A ideia de que os 3 poderes vivessem em harmonia, cada um fazendo o seu papel, são palavras ao vento. Na verdade, a decisão do STF atende ao pedido de uma entidade patronal que lucra milhões, mas não quer pagar o Piso. Recentemente esse mesmo Supremo validou a alteração da jornada dos trabalhadores da saúde de 12h de trabalho por 36h de descanso através de acordo individual contra a própria Constituição que determina por acordo coletivo. É a justiça caolha em ação.

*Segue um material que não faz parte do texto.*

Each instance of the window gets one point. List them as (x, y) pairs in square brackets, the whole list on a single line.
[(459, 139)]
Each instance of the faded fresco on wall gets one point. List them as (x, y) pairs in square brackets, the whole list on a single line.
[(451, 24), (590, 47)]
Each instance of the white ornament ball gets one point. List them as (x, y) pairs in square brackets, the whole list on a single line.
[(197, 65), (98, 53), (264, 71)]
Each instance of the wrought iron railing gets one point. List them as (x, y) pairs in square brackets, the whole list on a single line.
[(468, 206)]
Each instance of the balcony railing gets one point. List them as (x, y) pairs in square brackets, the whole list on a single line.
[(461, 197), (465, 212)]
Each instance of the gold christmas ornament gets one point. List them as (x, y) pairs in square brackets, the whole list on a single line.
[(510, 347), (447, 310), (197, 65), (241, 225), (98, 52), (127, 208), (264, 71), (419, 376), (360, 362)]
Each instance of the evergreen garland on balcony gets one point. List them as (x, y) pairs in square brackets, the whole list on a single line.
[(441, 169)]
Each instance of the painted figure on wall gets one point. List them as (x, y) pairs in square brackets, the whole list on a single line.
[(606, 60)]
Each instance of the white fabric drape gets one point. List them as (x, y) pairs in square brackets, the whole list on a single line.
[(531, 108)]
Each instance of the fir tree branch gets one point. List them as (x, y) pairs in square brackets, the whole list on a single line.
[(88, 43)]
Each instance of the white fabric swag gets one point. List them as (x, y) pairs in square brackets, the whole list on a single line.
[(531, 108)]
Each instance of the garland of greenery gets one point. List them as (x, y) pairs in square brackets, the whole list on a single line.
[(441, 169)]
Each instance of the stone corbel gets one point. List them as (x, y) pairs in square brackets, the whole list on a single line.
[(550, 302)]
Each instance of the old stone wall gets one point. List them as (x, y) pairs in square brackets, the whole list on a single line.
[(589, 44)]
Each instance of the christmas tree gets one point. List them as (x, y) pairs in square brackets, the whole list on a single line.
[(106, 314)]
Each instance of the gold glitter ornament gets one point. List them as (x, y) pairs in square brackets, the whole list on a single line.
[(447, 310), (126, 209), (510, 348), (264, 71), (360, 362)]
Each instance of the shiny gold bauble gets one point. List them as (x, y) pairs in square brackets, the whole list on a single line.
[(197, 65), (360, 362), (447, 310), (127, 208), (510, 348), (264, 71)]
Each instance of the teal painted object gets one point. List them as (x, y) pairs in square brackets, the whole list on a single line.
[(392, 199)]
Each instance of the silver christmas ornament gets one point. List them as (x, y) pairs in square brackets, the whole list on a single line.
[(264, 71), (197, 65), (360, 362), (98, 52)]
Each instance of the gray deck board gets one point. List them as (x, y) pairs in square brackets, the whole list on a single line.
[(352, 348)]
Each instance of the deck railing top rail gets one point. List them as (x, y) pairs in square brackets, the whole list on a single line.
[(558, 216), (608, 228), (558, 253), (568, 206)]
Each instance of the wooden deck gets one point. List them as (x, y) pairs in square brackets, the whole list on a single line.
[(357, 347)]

A “disfunção” dos poderes é, na verdade, um defeito de origem. A natureza das instituições brasileiras serve para atender aos interesses da classe dominante ao longo da história. Não foi por acaso que o STF chancelou o golpe militar em 1964 e, ainda por cima, em 2010, validou a Lei da Anistia que impedia a punição de militares inequivocamente torturadores e assassinos. Entendeu a origem desses que aí estão livres, leves e soltos tramando golpes fascistas em plena luz do dia? Todos devem lembrar a participação assídua do STF no golpe contra Dilma em 2016, na prisão de Lula em abril de 2018, justamente para não ser candidato, e da inação do Supremo contra as atrocidades de Bolsonaro, eleito à época. Já se vão 7 meses e nenhum general golpista foi preso pela conspiração fascista de 8 de janeiro, mesmo com tamanha quantidade de provas existentes.

A crise institucional hoje vista no Brasil, com os poderes da república conspirando e agindo contra o povo e a nação, é muita mais nítida do que antes. De reforma em reforma eleitoral o Congresso Nacional é atualmente o mais reacionário da história. De crise em crise o STF segue advogando a favor dos interesses das classes dominantes. Todas as conquistas obtidas foram através de luta e sangue do povo trabalhador. Porém, não houve no país uma reforma profunda no quadro institucional que permanece injusto e antipopular na essência. A república necessita ser refundada, de cabo a rabo. Quando? O quanto antes. Cada dia mais com esse arcabouço institucional, mais o país e seu povo vai para o calabouço. Caberá ao povo no seu próprio movimento e nas ruas alterar profundamente esse quadro e recolocar na ordem do dia a convocação de uma Assembleia Constituinte Soberana que nunca ocorreu no Brasil. Será o poder soberano da verdadeira representação popular capaz de refundar o estado e constituir novas instituições para garantir seus direitos e uma nação livre e soberana.

Certamente, neste processo haverá muito embate e muitas exigências urgentes aos poderes, como é a aplicação da Lei do Piso da Enfermagem. Essa luta não vai se calar. São 2.801.023 profissionais na luta em busca da tão sonhada valorização da maior mão de obra da saúde que durante a pandemia foi aplaudida e chamada de herói, mas o que é preciso mesmo é respeito aos seus direitos.